The show, understandably, had a few lulls while the group rested their vocals and bantered a bit, in order to chug some much needed H20. But remember, it’s only them — there’s no room for guitar solos, drum sequences and back-up dancers busting a move to house music.
They did the best they could during these times — keeping Avi and Kevin on stage to lead a venue-wide song with audience participation or allowing Kevin to show off his God-given talent in a beatboxing solo that made everyone in the room scoff in utter fascination.
They did a few of their newly arranged YouTube hits — including Imogen Heap’s “Aha!” and yes, they encored with PSY’s “Gangnam Style.” Even if you’re sick of the viral hit, you have to tip your hat to Scott’s flawless Korean, which Kevin told me earlier he learned in record time.
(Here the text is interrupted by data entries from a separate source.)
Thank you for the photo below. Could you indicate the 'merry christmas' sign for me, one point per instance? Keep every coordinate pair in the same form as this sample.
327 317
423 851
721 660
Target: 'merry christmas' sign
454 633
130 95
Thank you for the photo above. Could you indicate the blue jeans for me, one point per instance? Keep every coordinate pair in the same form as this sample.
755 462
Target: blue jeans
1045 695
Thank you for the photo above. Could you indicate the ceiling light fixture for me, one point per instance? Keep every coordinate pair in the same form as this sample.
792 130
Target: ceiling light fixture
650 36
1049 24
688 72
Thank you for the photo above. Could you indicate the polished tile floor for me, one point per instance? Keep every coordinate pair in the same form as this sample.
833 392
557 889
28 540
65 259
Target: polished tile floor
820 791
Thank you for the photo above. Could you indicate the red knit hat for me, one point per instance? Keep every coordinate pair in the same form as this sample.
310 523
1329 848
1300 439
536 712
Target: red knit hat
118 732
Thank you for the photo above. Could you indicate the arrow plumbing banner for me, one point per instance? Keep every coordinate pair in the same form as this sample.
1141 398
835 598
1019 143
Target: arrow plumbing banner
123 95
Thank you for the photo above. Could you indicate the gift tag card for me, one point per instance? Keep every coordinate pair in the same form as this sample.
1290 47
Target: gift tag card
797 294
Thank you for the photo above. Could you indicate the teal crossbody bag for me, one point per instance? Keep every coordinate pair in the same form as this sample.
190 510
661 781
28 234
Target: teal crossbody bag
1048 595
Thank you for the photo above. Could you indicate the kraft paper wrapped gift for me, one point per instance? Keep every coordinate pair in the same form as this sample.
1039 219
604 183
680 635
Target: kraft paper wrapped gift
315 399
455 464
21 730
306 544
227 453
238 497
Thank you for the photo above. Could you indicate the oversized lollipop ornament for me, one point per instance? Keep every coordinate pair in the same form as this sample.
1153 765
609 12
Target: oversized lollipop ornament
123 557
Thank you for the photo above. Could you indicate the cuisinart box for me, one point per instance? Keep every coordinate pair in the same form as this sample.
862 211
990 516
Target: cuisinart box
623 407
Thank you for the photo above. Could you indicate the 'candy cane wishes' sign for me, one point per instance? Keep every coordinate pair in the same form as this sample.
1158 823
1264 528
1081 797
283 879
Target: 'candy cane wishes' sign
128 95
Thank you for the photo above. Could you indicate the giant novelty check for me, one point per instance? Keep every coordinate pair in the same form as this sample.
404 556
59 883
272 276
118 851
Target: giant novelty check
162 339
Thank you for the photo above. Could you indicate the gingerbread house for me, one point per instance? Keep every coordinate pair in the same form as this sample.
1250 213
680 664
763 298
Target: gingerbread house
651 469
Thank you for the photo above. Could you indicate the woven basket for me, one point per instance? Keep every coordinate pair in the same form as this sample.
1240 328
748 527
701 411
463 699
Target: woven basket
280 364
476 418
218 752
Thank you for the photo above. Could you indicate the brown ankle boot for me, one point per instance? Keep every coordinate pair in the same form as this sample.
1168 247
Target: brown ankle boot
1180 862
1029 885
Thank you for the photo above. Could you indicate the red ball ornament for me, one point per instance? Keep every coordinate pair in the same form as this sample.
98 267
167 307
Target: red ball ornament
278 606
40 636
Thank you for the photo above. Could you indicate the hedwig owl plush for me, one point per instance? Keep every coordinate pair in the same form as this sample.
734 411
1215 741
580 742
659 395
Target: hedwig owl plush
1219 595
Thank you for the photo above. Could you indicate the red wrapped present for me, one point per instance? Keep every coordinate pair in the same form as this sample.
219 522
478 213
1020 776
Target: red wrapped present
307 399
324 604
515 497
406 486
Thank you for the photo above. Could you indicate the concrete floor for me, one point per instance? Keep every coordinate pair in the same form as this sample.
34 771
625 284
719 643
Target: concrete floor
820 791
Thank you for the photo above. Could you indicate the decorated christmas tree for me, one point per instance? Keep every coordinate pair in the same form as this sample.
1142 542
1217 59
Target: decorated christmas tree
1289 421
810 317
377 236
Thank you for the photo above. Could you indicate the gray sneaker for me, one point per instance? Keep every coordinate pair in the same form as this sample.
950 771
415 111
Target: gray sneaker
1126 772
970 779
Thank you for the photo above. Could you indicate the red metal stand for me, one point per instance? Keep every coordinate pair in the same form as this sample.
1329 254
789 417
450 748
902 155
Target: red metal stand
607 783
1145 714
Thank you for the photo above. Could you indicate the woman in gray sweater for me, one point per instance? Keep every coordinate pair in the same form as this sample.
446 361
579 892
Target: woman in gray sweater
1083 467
And just for the fans who came to see them on tour, they mixed a couple of new jams, including a Justin Bieber-Katy Perry mash-up — which my friend called the highlight of her night.
The highlight of one audience member’s night, however, had to be when the group called her on stage for a personal serenade. Almost too perfectly, the girl’s name was Star — and she was probably the best possible random audience member they could’ve picked. From the get-go, she was Star-ry eyed and completely enthralled. The song? Marvin Gaye’s “Let’s Get It On.”
For the diehard fan, and for newcomers, the show was fun and full of entertainment. The amount of fresh-faced talent put into one sensational group is awe-inspiring — and the fact these talents still trip over their words, joke around and remain thankful is truly refreshing.